Some of the most common issues we find are as follows;
1. You cannot confidently identify every single legal firm you use.
2. Which means you aren’t completely sure how much you spend either by firm or overall legal spend.
3. Most often you will have some details regarding rates and term of engagement but not all.
Step One – Identify your spend
There will be financial data within your organisation detailing the payee and amount. This is your start point.
Then ask your teams who typically utilise legal firms to identify which firms they have appointed over a pre-defined period (usually the past calendar or financial year). Cross reference the firm names with the payees from the finance data
Finally approach the legal firms identified above and ask them to provide invoice data for the same period of time.
By combining these three data points you should have now got a good understanding of which firms you have been using and what amounts you have been spending on each.
WORTH NOTING: Getting your spend data to 100% accuracy is a very tall order and often not worth the effort. Get to within 80% plus then move on to the next.
Step Two – Understanding who you use and why
Now you have a good idea of what your legal spend IS, you need to establish what your legal spend SHOULD BE.
Some good questions to ask;
Are legal firms being appointed unnecessarily?
Do your deployment rules need revising?
Are the right firms being appointed for the right type of matter?
The last question is key and it greatly helps to map out which firms are receiving which type of matter. If you are sharing four new instructions a year with 4 firms who all offer the same expertise, it is safe to say that you have too many on the panel. Likewise if you have hundreds of matters going to only one or two firms its likely you have too few.
Try to capture the reasons behind a legal panel member being go-to firm, and if possible quantify what impact this has on your business. It could be that you have a defence counsel that wins unwinnable cases, you might have an industry recognised expert at another firm or even that yet another firm always sticks to the matter budget so financially there are no surprises.
Finally it is not uncommon, especially in specialist areas, that the loyalty rests with a particular partner rather that the firm itself. Should this be the case, it is important to note for a later step.
Step Three – Agree your strategy moving forward
Agree which matters you will look to outsource and which you will keep with your internal teams. Set defined and clear rules which are unambiguous and provide internal referral points for any grey areas.
Work out your ideal ratio of number of instructions to number of firms. This will give you an ideal target number of firms required to give you enough coverage but without reducing your buying power too much.
If you already have billing protocols with your firms, review and revise them. If you do not have any, draw some up. These are essentially a set of guidelines outlining what you consider to be a billable activity and what should be included within the agreed hourly rates.

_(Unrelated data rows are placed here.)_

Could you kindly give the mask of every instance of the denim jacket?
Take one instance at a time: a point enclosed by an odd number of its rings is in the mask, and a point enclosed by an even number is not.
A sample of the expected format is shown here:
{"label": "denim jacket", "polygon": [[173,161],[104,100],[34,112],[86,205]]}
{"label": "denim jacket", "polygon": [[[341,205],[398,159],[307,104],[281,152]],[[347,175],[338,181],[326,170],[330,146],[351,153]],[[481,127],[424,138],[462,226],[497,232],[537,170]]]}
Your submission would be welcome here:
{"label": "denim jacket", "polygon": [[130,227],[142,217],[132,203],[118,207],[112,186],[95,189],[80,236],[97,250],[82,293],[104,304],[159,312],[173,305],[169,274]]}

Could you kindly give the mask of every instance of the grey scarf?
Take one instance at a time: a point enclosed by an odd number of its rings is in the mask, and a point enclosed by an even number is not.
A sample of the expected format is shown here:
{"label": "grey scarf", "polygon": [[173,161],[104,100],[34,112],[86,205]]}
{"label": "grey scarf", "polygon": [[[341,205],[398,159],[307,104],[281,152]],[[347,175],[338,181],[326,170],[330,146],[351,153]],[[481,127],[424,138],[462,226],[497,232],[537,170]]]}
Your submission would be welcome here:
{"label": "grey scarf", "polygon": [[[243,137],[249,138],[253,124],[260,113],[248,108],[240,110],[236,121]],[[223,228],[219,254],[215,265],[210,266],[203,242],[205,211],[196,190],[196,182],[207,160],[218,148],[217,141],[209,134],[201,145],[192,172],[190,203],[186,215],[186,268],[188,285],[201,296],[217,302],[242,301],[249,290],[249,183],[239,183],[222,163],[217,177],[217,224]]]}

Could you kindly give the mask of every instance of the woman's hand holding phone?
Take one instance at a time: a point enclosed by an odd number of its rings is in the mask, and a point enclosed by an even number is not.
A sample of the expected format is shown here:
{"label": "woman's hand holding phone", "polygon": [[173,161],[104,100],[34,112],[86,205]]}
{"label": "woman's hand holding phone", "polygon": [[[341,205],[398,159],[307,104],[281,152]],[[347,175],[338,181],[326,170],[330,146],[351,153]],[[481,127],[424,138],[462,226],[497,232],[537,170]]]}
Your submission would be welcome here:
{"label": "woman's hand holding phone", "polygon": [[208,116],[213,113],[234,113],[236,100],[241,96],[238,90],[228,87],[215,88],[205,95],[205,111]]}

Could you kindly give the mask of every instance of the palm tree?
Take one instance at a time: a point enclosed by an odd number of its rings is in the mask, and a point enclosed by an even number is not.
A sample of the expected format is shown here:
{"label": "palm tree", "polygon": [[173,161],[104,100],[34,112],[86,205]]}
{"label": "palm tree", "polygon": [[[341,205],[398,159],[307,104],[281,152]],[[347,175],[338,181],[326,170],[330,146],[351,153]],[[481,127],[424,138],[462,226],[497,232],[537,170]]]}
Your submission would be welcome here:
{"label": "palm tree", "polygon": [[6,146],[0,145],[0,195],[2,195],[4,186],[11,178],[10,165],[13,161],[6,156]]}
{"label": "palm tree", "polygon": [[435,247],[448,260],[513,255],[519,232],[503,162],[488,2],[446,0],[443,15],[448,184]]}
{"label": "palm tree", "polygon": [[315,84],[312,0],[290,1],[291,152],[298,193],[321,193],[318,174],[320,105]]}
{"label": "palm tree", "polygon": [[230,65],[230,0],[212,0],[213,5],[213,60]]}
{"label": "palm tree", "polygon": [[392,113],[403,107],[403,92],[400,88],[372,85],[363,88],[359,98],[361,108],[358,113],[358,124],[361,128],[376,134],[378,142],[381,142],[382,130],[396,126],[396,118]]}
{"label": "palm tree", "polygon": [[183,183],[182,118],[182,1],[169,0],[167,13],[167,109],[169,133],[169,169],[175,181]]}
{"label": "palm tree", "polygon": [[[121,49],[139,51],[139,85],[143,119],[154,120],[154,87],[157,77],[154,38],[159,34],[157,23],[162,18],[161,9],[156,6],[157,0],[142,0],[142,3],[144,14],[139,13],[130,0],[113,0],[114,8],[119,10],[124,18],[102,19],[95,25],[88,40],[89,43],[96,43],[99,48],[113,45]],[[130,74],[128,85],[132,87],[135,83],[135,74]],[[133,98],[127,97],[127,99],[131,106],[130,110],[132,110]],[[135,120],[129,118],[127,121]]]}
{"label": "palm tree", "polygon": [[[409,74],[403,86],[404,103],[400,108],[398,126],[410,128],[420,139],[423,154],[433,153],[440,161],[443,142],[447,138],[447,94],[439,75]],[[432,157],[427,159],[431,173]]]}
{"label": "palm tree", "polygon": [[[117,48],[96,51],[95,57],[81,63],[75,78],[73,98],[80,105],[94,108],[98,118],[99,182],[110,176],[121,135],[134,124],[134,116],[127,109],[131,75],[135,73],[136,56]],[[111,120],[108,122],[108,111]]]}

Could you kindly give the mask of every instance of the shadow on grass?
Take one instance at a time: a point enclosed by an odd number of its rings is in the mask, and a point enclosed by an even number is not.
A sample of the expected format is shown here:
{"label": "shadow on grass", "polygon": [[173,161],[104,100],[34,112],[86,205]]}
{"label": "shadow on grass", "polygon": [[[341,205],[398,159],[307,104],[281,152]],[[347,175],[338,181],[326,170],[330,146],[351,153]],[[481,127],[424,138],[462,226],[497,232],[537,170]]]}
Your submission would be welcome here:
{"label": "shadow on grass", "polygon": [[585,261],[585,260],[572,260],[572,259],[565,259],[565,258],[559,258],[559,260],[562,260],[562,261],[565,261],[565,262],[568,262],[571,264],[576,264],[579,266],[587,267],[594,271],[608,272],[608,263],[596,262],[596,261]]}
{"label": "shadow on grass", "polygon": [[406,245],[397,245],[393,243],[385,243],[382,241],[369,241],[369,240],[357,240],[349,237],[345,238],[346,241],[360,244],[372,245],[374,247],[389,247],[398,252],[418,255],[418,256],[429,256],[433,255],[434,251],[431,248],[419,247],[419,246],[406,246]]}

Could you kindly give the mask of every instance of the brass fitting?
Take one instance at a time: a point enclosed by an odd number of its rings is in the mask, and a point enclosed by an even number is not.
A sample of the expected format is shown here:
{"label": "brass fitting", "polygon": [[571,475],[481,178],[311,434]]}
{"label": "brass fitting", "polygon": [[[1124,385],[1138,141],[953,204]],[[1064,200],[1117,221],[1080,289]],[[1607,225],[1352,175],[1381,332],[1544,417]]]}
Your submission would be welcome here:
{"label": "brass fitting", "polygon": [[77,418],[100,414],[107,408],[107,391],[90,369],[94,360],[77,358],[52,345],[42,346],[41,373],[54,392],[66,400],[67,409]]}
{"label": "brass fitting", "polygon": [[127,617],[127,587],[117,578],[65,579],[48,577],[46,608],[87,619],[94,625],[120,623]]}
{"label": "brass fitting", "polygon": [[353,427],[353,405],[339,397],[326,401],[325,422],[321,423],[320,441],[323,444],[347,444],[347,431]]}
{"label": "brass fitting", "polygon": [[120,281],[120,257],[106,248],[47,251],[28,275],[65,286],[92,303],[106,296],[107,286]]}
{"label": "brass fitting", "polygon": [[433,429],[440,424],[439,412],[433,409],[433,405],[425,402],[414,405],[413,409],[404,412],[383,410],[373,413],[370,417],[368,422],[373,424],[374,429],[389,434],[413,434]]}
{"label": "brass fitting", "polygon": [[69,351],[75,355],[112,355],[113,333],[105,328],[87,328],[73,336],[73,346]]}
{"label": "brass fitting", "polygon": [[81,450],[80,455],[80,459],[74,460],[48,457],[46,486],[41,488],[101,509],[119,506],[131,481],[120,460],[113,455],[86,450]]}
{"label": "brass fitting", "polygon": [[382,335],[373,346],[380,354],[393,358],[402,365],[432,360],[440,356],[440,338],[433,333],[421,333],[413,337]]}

Finally if you haven’t already done so map out all hourly rates you are paying, by firm.
WORTH NOTING: with several hourly rates per seniority (senor partner down to intern) comparisons between firms can get complicated. If you can, apply a weighted single rate depending on what % each seniority contributes to the total hours billed. It makes comparisons much simpler.
Step Four – Start a formal review process
You can make this as big and formal as you see fit, with a full blown tender process or a light review that covers the important points to get the best results.

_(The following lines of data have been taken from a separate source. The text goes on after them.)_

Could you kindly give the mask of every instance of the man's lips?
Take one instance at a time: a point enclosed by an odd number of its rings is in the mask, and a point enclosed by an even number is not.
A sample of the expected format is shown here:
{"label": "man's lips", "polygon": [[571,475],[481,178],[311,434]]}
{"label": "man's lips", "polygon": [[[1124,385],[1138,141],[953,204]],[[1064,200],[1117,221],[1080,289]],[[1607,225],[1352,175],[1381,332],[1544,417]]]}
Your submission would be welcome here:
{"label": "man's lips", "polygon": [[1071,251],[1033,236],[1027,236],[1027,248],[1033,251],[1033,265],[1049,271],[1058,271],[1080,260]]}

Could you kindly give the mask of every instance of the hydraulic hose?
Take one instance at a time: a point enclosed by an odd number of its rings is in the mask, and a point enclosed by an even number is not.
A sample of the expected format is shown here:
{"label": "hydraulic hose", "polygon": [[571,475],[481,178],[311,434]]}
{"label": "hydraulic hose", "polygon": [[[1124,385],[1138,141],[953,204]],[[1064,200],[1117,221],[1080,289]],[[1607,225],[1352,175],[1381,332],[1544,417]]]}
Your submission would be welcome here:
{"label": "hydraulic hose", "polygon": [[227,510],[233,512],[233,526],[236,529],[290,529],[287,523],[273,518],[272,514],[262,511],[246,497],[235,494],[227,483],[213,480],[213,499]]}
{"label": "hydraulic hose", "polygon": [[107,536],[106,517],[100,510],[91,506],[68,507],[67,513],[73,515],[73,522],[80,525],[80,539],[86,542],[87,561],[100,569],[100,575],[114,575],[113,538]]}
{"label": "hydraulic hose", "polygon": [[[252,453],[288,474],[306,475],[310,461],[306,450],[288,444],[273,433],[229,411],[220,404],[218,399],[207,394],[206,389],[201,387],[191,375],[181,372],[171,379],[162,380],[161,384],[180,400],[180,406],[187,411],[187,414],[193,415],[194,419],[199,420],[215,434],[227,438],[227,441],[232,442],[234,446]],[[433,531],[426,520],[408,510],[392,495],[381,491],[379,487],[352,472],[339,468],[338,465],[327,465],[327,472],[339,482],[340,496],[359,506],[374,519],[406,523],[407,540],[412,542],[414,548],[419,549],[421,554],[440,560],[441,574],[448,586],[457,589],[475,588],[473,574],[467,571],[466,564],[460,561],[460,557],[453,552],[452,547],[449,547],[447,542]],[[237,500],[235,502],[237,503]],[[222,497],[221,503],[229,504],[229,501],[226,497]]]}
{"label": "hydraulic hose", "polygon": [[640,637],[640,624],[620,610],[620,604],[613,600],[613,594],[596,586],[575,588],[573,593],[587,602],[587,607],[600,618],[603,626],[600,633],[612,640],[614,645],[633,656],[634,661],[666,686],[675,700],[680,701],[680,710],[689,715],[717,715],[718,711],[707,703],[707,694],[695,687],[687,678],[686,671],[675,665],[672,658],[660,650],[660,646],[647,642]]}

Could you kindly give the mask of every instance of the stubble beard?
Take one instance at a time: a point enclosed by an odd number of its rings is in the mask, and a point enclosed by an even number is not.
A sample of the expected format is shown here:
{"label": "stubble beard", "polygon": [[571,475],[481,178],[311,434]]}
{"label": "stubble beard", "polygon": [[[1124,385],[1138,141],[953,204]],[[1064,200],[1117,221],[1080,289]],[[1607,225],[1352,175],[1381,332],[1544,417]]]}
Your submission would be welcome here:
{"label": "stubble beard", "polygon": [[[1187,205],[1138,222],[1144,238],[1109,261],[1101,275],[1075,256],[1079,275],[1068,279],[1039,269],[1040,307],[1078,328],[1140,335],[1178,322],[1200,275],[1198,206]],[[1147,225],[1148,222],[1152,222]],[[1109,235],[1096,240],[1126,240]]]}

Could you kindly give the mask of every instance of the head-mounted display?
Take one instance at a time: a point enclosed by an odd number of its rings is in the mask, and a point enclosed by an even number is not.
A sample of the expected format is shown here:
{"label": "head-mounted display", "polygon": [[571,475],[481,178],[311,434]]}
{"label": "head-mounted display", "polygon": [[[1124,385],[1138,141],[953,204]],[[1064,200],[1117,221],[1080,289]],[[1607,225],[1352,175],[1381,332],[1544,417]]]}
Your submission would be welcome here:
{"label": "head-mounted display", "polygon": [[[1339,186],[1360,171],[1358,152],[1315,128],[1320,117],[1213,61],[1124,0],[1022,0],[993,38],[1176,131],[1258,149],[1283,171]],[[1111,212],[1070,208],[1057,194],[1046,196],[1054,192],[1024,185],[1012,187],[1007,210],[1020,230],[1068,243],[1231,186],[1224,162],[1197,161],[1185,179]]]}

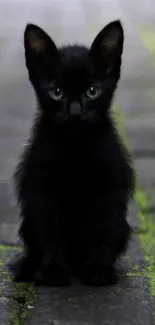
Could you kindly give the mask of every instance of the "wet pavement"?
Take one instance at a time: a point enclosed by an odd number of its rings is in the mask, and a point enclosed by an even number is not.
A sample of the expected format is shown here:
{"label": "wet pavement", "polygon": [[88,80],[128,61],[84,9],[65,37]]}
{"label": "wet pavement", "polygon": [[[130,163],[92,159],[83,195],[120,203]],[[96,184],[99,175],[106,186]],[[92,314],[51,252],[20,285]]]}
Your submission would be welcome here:
{"label": "wet pavement", "polygon": [[[153,0],[0,1],[0,325],[20,324],[27,312],[31,315],[26,317],[25,324],[34,325],[154,324],[154,17]],[[116,106],[140,184],[136,208],[129,214],[131,224],[139,227],[139,235],[134,237],[122,262],[126,277],[114,288],[97,291],[75,285],[64,291],[41,288],[29,295],[28,287],[21,302],[22,287],[14,288],[11,295],[8,293],[8,275],[3,264],[16,251],[12,245],[18,244],[19,219],[11,177],[36,109],[24,62],[24,28],[27,22],[38,24],[58,45],[90,45],[100,29],[115,19],[121,19],[125,30]],[[147,229],[146,234],[143,228]],[[15,323],[16,319],[19,323]]]}

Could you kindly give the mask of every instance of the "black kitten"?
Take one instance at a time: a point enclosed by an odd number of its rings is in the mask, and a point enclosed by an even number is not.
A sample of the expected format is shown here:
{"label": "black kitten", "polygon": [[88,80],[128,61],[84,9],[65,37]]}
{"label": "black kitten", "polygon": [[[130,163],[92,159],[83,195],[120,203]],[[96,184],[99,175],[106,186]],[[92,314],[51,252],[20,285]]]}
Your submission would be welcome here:
{"label": "black kitten", "polygon": [[116,283],[126,249],[134,172],[110,115],[120,78],[123,29],[108,24],[85,46],[57,48],[27,25],[26,66],[39,103],[16,173],[25,256],[17,281],[68,285]]}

As a minimum, we would suggest the following in included:
1. Acceptance of your billing protocols.
2. Agreement to your terms and conditions of engagement.
3. The firms best proposed rate card.
4. Overview of expertise within the firm.

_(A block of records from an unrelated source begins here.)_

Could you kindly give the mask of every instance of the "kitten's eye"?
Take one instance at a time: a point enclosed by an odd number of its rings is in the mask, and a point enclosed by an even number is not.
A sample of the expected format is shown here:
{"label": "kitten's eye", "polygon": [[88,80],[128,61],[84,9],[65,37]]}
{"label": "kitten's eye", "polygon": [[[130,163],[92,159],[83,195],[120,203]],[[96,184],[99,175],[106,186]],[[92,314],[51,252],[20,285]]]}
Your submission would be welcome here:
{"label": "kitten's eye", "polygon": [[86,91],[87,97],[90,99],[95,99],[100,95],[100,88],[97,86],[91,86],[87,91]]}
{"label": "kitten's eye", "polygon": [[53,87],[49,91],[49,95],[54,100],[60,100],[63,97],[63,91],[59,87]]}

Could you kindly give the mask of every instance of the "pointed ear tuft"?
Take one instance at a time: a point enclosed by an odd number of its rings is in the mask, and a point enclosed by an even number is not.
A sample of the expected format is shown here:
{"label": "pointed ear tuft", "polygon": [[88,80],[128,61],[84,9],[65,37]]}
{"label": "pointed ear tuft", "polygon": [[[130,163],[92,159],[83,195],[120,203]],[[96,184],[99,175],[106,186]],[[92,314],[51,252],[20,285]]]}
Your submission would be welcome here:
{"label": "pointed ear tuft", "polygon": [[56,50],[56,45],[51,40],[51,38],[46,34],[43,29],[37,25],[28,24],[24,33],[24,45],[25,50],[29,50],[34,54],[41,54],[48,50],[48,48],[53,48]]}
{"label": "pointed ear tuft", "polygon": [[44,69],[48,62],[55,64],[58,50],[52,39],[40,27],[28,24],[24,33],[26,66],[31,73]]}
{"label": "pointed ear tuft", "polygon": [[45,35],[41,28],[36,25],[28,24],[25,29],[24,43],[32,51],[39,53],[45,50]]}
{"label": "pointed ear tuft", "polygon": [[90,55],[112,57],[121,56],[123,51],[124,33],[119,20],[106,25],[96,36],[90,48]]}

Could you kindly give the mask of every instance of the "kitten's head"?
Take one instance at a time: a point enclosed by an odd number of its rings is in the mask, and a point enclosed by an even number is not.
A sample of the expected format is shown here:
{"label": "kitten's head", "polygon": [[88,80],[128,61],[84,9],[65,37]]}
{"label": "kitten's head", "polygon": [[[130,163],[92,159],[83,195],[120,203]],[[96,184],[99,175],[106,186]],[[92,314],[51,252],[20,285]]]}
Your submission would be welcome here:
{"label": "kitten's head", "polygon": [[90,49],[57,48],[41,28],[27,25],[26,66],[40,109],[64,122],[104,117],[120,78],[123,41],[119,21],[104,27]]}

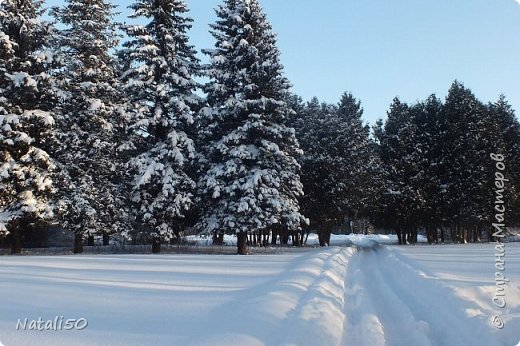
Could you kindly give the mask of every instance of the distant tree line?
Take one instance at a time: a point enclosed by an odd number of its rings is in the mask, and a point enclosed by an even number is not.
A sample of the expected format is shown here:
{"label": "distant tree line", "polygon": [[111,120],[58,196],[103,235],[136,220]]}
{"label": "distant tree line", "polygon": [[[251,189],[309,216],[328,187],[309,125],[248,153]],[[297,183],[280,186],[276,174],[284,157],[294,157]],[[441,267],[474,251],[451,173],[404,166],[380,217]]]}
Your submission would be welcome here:
{"label": "distant tree line", "polygon": [[[372,132],[349,93],[337,105],[292,104],[305,152],[302,209],[325,237],[339,224],[356,232],[371,225],[395,232],[400,244],[417,242],[421,231],[429,243],[465,243],[493,239],[502,216],[520,224],[520,124],[504,96],[484,104],[455,81],[444,101],[395,98]],[[504,187],[492,154],[504,157]]]}
{"label": "distant tree line", "polygon": [[208,64],[182,0],[136,0],[142,25],[116,23],[105,0],[66,0],[56,24],[42,6],[0,3],[0,239],[12,253],[53,225],[75,253],[115,234],[159,252],[188,226],[216,244],[237,234],[240,254],[302,245],[309,230],[327,245],[338,228],[402,244],[489,239],[492,153],[507,165],[502,214],[520,223],[520,126],[504,97],[483,104],[455,82],[444,102],[395,99],[370,128],[350,93],[334,105],[290,93],[258,0],[223,0]]}

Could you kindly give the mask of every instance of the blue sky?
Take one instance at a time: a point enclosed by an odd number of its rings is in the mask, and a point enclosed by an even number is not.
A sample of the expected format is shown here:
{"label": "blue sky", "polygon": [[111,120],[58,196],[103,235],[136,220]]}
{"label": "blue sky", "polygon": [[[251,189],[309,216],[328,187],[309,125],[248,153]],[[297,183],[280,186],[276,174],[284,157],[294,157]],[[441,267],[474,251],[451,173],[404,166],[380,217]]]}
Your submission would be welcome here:
{"label": "blue sky", "polygon": [[[122,17],[131,1],[113,0]],[[222,0],[186,0],[192,44],[213,46]],[[278,34],[287,77],[308,100],[361,100],[365,120],[395,96],[444,98],[458,79],[481,100],[504,93],[520,111],[520,0],[260,0]],[[52,4],[59,1],[52,0]]]}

5. Added extras (staff training etc) on offer.
6. How the firm intends to align with your requirements.
Traditionally this exercise is completed via the written word but there is no reason why it cannot be conducted via interviews with the senior partners.
Ensure that all current panel members are invited, as well as non panel firms to enable a better comparison.
Step Five – Complete the review and set up your new panel
Compare the responses and map out the proposed rates from each firm by class of instruction. There will be outliers where the proposed hourly rate is far higher than the average. Remove these firms unless there is a compelling reason not to.
WORTH NOTING; Firms who you have worked with for many years will claim that the rate they charged you prior to the review were old and now you are undertaking the review the rates will have to increase. This is the reason for bringing in different firms for comparison purposes as others will most likely be more cost effective.
Make sure that you have competition by class of business in your panel and that the firms know this – set up an instruction structure which rewards good performance.
Finally, if you are choosing a particular firm because of a partners expertise, make sure that any contract you have stipulates that you will follow that partner to their new firm in the event that they move on.